NEW YORK -- The first seven innings yesterday at Yankee Stadium were fairly routine.
It wasn't so much a pitchers' duel as a pitchers' dull: one bases-empty home run apiece given up by starters, Jose Mesa of the Orioles and Melido Perez of the New York Yankees.
Perez wasn't around for the eighth inning, but Mesa was. Relievers John Habyan and Steve Howe shut down the Orioles, but Mesa couldn't do the same to the Yankees. It resulted in a two-run inning for the Yankees and a 3-1 defeat for the Orioles, their second in three games here after a seven-game winning streak.
"Two mistakes on two pitches," Mesa said.

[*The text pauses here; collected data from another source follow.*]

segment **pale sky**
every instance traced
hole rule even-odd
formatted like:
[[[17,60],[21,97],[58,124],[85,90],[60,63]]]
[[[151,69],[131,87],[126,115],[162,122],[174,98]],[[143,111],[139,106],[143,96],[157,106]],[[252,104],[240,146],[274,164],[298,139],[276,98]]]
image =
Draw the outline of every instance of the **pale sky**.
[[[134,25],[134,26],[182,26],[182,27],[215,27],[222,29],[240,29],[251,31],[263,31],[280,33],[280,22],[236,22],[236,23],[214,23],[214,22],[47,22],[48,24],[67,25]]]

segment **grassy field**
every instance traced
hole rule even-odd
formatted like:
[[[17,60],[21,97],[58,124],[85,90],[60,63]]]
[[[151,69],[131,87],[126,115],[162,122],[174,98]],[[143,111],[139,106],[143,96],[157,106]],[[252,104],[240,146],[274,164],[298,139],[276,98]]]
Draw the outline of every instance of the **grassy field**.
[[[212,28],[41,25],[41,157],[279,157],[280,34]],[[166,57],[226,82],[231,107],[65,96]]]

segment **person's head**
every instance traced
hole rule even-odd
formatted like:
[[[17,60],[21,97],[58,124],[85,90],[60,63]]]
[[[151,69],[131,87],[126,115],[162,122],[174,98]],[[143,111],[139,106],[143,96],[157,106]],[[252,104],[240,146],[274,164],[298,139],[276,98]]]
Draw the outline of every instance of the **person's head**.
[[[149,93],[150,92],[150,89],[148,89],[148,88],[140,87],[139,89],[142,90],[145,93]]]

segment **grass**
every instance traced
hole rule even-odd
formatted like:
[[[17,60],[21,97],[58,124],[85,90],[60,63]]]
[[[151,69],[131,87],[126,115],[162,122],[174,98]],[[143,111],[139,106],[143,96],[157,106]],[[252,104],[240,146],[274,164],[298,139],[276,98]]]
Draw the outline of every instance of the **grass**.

The first mistake Mesa was referring to came with two out in the fourth inning. A 3-2 fastball to Kevin Maas became a game-tying home run to right field, following a shot over the left-field wall by Chris Hoiles in the top of the inning. But the second mistake by Mesa (1-2) was far costlier.
It came after Mesa had surrendered a leadoff single to Andy Stankiewicz in the eighth. After getting Don Mattingly to fly out weakly to right, Mesa went ahead 1-2 on Roberto Kelly. Trying to pitch Kelly outside, Mesa put a fastball over the heart of the plate.
"I was surprised he gave me a good pitch to hit," said Kelly, whose drive to right-center went over Mike Devereaux's head and hit the base of the wall. "I thought I hit the ball a little farther, but I guess I hit it far enough."
Stankiewicz, who hesitated briefly after thinking that Devereaux was going to run it down, scored the go-ahead run. Bill Ripken's relay throw bounced in the dirt beside home plate and went all the way to the backstop -- Kelly advanced to third, then scored on Mel Hall's sacrifice fly -- as Mesa failed to back up Hoiles.
"Another mistake," said Mesa.
Mesa's mistakes followed a load of missed opportunities for the Orioles. Joe Orsulak was stranded after doubling off Hall's glove with one out in the second. Devereaux struck out to end a threat in the fifth. Cal Ripken was left at second after a leadoff double in the sixth. The Orioles also were robbed twice on sparkling plays by Yankees right fielder Dion James.
"Mesa pitched well, but we didn't hit the ball when we had the opportunities," said Orioles manager Johnny Oates, whose team slipped a game behind the second-place Yankees. "I guess we can't expect our 8-9-1 hitters to do it all the time. Everybody has to do it."
Said Tim Hulett, who struck out twice and went 0-for-4: "That's one thing we've been doing well, getting two-out RBI. That's something we didn't do well today."
But the game was still tied going into the eighth. After Habyan walked Devereaux leading off, the former Oriole nearly picked Devereaux off twice and kept him close enough to first that he was forced out on Cal Ripken's fielder's-choice grounder to third.
In came Howe. Despite his off-field problems -- he is up on cocaine-related charges in Montana -- Howe has been a force out of the bullpen for the Yankees. He was one yesterday, retiring five straight Orioles to pick up his team-high third victory. He also has two saves in six appearances.
Oates pinch hit Mark McLemore for designated hitter Sam Horn.
"My whole concentration was on that guy," Howe said of switch-hitter McLemore, who flied out to right field. "I don't care if he hasn't been in the big leagues very long. He's up here for a reason."
McLemore has been productive, and Horn already had struck out twice and popped up to the catcher before the left-hander entered the game. Oates decided against using Randy Milligan too soon after last week's concussion.
"I don't feel handicapped," said Oates, who had said that Milligan could be used in emergency situations. "McLemore has been driving the ball good. We're not [pinch] hitting for a lot of people these days."
In the Yankees eighth, Oates was not so quick to make a move.
"The only reason I didn't bring in [Todd] Frohwirth to face Kelly is because I didn't want Stankiewicz to steal a base with one out," said Oates. "He [Mesa] was still pitching well. He just got two strikes on Kelly, then threw one down the middle. He hit into the gap."
Said Mesa: "Sometimes you score a couple of runs and you win. Sometimes you pitch well and you make a mistake and you lose."